I have a large number of plain text files (north of 20 GB), and I wish to find all "matching" "bigrams" between any two texts in this collection. More specifically, my workflow looks like this: for each text, for each sentence in that text, for each possible combination of two non-stop-words ("bigram") in that sentence, identify all texts in which that "bigram" appears within a single sentence. (I am working on fuzzy plagiarism detection.)

Because I wish to know whether two given authors in my corpus share a given "bigram," I am currently pursuing the following approach:

'''This script reads in a directory of files, and for each of that files, for each sentence in that file, for each non-stop-word in that sentence, for each combination of those words, creates a bigram entry in a table. Each bigram in the bigram table corresponds to a sentence id value,
and these sentence id values correspond to a text id value, which in turn correspond to a filename id value. Using separate tables for each of these values allows us to compress our bigram csv enormously'''

def create_bigram_tables():

    #define the name of authors_and_texts_file and specify its sep
    authors_and_texts = "authors_and_paths_reduced.csv"
    sep = "\t"

    from collections import Counter
    import string, codecs, nltk, glob, re, itertools, os, errno

    tokenizer = nltk.data.load('tokenizers/punkt/english.pickle')
    #b = tokenizer.tokenize("sample string")

    def clean_text(s):
        #to preserve contractions:
        s = s.replace("'","")

        #re1 = match all consecutive non-alpha, non-space strings of length 1 or more.
        re1 = re.compile( "[^a-zA-Z ]+" )
        #re2 = match all strings of 2 or more spaces.
        re2 = re.compile( "  +" )
        p = re2.sub( " ", re1.sub( " ", s ) )
        p = p.split()
        return p

    def make_sure_path_exists(path):
        except OSError as exception:
            if exception.errno != errno.EEXIST:

    make_sure_path_exists(os.getcwd() + "\\tables")
    make_sure_path_exists(os.getcwd() + "\\author_bigrams")
    make_sure_path_exists(os.getcwd() + "\\error_logs")
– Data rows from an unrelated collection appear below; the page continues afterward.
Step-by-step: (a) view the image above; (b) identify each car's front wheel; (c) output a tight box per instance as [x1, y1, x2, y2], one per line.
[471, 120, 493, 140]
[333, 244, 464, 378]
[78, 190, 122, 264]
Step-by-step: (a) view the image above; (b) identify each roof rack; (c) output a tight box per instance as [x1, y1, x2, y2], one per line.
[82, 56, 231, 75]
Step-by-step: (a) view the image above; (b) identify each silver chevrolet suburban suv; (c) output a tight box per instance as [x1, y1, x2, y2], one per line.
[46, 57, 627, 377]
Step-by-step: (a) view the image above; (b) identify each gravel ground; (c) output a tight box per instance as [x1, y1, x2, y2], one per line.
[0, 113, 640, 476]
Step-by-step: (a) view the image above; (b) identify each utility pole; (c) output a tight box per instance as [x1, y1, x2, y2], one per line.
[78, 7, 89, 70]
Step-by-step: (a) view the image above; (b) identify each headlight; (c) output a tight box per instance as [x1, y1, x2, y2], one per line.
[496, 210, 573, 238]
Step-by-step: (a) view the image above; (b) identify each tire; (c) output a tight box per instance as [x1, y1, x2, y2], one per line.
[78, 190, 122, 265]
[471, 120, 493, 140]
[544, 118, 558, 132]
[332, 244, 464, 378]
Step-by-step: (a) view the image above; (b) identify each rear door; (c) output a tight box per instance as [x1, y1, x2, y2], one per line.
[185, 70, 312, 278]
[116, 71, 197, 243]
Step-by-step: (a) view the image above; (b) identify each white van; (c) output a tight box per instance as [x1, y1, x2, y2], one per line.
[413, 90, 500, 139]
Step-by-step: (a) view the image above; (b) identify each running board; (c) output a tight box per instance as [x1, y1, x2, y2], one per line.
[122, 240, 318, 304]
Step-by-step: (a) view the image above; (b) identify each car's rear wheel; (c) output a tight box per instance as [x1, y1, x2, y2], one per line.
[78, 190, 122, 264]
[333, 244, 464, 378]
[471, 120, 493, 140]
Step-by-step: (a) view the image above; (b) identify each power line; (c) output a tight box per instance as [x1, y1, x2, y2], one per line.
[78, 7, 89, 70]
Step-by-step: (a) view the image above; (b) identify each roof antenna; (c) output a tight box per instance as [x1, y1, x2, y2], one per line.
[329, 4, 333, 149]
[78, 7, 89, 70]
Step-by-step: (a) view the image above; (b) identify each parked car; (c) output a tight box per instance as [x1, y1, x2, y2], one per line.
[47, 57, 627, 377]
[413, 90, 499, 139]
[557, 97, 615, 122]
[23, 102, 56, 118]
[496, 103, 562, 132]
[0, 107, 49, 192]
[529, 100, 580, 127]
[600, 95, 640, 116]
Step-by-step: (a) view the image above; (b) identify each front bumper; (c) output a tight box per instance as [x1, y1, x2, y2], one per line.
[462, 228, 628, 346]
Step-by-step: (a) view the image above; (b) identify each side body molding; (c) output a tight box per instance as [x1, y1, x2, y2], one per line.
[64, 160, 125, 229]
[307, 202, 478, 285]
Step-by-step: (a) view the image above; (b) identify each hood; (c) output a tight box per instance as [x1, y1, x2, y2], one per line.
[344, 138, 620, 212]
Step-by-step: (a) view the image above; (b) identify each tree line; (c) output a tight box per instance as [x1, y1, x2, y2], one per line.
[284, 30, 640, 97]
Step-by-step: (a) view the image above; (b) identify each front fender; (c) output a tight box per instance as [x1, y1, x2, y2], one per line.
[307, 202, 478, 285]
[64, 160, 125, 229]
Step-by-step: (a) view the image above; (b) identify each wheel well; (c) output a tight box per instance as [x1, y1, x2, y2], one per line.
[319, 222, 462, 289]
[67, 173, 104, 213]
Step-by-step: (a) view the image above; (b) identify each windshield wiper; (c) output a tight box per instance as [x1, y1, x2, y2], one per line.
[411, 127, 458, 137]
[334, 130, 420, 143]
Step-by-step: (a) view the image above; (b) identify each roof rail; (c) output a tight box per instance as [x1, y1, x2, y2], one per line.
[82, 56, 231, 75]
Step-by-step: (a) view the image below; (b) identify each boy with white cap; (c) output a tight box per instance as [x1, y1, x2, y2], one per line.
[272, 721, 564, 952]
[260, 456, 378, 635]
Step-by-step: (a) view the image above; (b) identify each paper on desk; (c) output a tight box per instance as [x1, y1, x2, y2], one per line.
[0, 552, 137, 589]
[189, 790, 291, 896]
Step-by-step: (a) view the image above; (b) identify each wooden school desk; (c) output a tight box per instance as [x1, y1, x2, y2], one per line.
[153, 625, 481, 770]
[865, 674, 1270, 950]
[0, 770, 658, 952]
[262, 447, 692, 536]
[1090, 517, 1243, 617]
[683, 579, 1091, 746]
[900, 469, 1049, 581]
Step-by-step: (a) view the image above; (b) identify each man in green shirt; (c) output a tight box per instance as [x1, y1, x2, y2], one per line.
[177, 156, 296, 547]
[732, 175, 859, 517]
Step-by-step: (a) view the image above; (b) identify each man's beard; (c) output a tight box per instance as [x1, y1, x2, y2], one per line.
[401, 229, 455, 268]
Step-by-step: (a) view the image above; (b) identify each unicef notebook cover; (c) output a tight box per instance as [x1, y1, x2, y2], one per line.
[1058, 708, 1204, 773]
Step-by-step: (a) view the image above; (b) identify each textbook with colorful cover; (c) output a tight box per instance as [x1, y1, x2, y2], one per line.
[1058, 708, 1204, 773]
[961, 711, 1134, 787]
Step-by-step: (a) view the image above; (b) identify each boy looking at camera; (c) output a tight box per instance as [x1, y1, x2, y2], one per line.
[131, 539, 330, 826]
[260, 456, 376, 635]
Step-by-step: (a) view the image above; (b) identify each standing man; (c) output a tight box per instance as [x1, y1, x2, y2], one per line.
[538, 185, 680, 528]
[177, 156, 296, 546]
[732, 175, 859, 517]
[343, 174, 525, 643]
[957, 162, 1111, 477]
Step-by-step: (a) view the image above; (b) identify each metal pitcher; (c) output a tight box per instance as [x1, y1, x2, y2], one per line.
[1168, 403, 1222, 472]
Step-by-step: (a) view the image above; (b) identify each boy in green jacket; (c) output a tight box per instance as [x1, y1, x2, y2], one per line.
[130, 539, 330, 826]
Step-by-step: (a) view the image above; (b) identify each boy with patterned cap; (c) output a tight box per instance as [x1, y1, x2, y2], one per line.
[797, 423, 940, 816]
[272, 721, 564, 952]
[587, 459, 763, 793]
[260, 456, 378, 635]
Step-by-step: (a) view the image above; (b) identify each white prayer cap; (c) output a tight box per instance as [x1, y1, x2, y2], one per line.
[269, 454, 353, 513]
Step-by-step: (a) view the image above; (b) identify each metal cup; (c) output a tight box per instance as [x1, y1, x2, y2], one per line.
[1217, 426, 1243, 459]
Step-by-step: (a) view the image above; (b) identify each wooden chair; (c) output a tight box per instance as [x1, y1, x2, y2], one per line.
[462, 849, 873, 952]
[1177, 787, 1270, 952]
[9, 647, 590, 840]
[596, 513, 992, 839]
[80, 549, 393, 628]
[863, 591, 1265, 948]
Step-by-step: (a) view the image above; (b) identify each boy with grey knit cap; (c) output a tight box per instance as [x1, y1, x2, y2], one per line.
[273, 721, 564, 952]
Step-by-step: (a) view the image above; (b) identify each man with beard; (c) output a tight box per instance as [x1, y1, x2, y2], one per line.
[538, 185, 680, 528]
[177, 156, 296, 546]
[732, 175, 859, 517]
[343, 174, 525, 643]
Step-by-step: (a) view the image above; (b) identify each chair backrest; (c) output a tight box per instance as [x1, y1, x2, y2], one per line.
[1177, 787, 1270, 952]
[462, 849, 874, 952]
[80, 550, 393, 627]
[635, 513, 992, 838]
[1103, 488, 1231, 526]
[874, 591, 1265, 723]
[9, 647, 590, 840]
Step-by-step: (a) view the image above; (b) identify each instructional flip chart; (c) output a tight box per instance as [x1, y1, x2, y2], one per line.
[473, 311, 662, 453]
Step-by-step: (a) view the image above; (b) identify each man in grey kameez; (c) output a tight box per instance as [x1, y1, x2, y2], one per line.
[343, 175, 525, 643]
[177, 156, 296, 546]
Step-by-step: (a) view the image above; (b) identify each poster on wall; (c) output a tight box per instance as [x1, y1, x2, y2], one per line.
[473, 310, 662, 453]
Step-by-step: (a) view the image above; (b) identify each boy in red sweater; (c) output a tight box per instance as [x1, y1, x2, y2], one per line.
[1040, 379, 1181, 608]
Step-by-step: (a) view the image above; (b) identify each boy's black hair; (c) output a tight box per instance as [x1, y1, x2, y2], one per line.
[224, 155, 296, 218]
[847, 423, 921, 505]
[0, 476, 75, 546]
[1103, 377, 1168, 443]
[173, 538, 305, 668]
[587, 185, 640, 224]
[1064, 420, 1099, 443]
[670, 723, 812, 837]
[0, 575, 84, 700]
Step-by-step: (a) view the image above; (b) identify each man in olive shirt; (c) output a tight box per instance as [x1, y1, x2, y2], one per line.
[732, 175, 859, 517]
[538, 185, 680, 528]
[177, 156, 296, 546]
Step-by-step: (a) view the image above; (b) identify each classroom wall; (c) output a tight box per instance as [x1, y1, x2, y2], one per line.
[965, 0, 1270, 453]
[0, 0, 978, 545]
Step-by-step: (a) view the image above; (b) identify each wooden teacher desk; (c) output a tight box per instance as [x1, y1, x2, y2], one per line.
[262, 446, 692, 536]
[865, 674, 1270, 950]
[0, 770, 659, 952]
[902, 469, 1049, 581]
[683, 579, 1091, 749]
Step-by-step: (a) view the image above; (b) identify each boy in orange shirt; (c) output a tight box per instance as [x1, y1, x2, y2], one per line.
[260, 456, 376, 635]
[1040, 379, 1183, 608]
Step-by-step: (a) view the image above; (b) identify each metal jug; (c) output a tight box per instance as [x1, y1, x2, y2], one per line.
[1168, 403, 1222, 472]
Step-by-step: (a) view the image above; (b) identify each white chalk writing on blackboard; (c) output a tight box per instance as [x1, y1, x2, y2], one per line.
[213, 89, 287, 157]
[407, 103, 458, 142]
    with open(os.getcwd() + "\\tables\\" + "bigram_ids.txt","w") as bigram_id_out:
        with open(os.getcwd() + "\\tables\\" +"sentence_ids.txt","w") as sentence_id_out:
            with open(os.getcwd() + "\\tables\\" +"sentence_to_bigram_mapping.txt","w") as sentence_to_bigram_mapping_out:
                with open(os.getcwd() + "\\tables\\" +"text_id_to_sentence_mapping.txt","w") as text_id_to_sentence_mapping_out:
                    with open(os.getcwd() + "\\tables\\" +"filename_to_text_id_mapping.txt","w") as filename_to_text_id_out:

                        #read in our authors and paths file (we assume each row consists of a tab-separated author--path_to_text pair, in that order; e.g. Daniel_Defoe [tab] C:\moll_flanders)
                        with open(os.getcwd() + "\\author_to_file_paths\\" + authors_and_texts ,"r") as authors_and_paths_in:

                            #create a variable "text_id" we'll use to assign a unique id to each text we ingest
                            text_id = 0

                            #create a variable "sentence_id" we'll use to assign a unique id to each sentence we ingest
                            sentence_id = 0

                            #create a variable "bigram_id" we'll use to assign a unique id to each bigram we ingest
                            bigram_id = 0

                            #create a dummy variable "last_author" and set its initial value to ''
                            last_author = ""

                            #create empty dictionary in which we'll store each author's bigrams
                            author_bigram_dictionary = {}

                            #we want to take a look at our author/text file, the first column of which contains author name, second column of which contains text by author in the same row (e.g. Dickens [tab] Hard Times).
                            #for each line, if we're still looking at the same author we were looking at last time, then keep adding to the same author dictionary. Otherwise, we want to write contents of current dictionary
                            #to disk and create a new dictionary. Let's assume that the author-text file is sorted by author, so after we've read all of the 'Daniel_Defoe' lines we'll reach a new author, and at that point
                            #we'll write the Defoe bigram dictionary to disk.
                            authors_and_paths_in = authors_and_paths_in.readlines()

                            #it's super kludgy, but add one last list object Nul, Nul to authors_and_paths_in in case the last line is an author who only exists once in the database
                            authors_and_paths_in.append("Nul" + sep + "Nul")

                            #now iterate through each line of the authors_and_paths_in file
                            for i in authors_and_paths_in:

                                #use try/except in case something strange happens
                                    i_s = i.split(sep)
                                    current_author = i_s[0]
                                    path_to_author_text = i_s[1].replace("\n","").replace("\\","\\\\")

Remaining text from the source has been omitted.